The external structure of the flexoskelton robot not only protects its internal components, but also mixes soft and rigid components so that it can be produced in a complex 3D layout. According to Gravish, the innovative production technology used to create robots may allow the production of new multifunctional robots for use in factory environments.
“The ultimate goal is to create an assembly line that can print the entire flexible skeleton robot without manual assembly. A small group of such small robots can complete the work of a large robot alone, or even more.” Gravish said.

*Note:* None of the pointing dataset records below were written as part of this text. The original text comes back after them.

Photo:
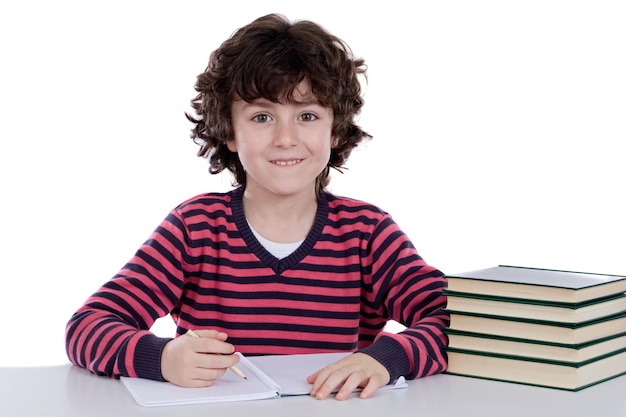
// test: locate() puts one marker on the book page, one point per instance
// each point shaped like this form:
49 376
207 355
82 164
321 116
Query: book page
230 387
290 371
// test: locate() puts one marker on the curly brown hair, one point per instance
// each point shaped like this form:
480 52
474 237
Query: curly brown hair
269 58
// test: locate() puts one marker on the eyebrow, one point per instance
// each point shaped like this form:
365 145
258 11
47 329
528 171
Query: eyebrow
263 102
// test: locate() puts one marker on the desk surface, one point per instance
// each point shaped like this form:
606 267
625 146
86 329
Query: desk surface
68 391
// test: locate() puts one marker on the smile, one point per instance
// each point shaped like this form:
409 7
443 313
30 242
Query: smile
287 163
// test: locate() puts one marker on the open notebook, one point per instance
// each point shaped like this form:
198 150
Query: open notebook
270 376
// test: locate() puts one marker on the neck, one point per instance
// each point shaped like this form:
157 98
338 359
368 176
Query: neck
281 219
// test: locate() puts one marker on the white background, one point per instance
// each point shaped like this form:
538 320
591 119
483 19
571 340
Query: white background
498 127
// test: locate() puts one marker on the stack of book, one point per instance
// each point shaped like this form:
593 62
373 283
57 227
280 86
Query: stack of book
549 328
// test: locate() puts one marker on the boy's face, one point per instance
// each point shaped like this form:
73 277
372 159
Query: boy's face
282 147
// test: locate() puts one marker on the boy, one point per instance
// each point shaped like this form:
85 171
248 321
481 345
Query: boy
277 265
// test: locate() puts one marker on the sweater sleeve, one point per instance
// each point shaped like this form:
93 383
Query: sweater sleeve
404 288
109 334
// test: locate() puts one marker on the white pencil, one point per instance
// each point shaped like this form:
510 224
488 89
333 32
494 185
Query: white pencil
233 368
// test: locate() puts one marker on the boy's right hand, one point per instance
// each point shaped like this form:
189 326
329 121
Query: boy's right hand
197 361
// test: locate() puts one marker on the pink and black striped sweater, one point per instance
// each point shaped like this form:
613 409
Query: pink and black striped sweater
355 271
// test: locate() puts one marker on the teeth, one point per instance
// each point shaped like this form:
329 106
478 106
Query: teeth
286 163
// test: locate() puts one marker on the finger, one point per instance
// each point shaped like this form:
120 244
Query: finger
327 383
348 387
211 334
372 386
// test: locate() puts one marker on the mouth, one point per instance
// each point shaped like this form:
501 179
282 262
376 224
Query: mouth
285 163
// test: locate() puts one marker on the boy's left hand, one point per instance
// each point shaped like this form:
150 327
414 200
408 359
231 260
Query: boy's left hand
348 374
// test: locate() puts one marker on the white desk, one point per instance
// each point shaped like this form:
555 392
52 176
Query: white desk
69 391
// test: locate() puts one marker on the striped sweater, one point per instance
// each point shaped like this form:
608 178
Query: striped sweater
355 270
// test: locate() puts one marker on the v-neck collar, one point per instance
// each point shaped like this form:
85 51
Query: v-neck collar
279 265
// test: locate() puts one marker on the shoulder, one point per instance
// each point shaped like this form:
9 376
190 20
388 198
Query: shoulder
206 202
346 206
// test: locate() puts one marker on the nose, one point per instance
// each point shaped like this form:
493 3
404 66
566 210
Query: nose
285 134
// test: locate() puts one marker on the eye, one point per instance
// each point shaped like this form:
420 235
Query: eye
308 117
261 118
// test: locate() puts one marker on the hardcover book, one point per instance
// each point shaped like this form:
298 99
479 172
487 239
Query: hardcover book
530 348
570 376
537 284
537 310
556 332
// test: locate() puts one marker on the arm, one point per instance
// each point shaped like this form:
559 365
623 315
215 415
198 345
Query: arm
109 334
397 285
411 291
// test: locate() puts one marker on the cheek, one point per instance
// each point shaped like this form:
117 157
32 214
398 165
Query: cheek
232 145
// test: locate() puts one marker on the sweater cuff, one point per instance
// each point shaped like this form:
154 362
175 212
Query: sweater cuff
391 355
147 360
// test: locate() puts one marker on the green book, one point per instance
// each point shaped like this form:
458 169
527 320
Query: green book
537 284
530 348
541 330
569 376
535 309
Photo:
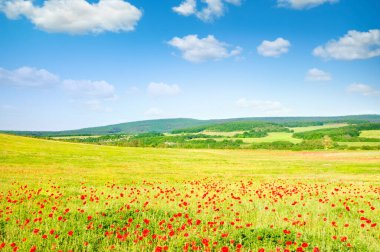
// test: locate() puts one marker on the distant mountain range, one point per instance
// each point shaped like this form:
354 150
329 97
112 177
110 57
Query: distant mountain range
168 125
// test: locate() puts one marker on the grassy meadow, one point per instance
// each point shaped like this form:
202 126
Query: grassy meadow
58 196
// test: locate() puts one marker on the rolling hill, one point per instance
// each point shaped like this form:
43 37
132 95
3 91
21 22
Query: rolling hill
168 125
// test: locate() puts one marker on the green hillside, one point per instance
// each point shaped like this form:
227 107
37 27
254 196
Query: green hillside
168 125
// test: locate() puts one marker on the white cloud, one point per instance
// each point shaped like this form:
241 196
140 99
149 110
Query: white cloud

Soft robotics in 3D printing
In recent years, research on the additive manufacturing of soft robots has taken various forms. For example, in January 2020, researchers at Cornell University developed 3D printed soft robot muscles that have the ability to “sweat”. Using a hydrogel-based composite resin and stereolithography (SLA), a soft finger-like actuator that can retain water and respond to temperature is produced.
In August 2019, researchers at the Delft University of Technology (TU Delft) in the Netherlands created multi-color 3D printed sensors to help soft robots improve their self-awareness and adaptability. By innovating a flexible embedded 3D printing sensing method, researchers have increased the interaction between robots and objects.
A pair of NASA researchers announced that they have used 3D printing technology in 3D printing to produce soft robot actuators in May 2019. The new components responsible for animating and controlling the moving parts of the robot represent an important step in bringing soft robot technology into space.
The research results of the researchers are detailed in the article “Flexible Skeleton Printing Makes Multifunctional Manufacturing of Multifunctional Soft and Rigid Robots” published in the “Soft Robot” magazine on April 7, 2020. The study was co-authored by Jiang Mingsong, Zhou Ziyi and Nicholas Gravish.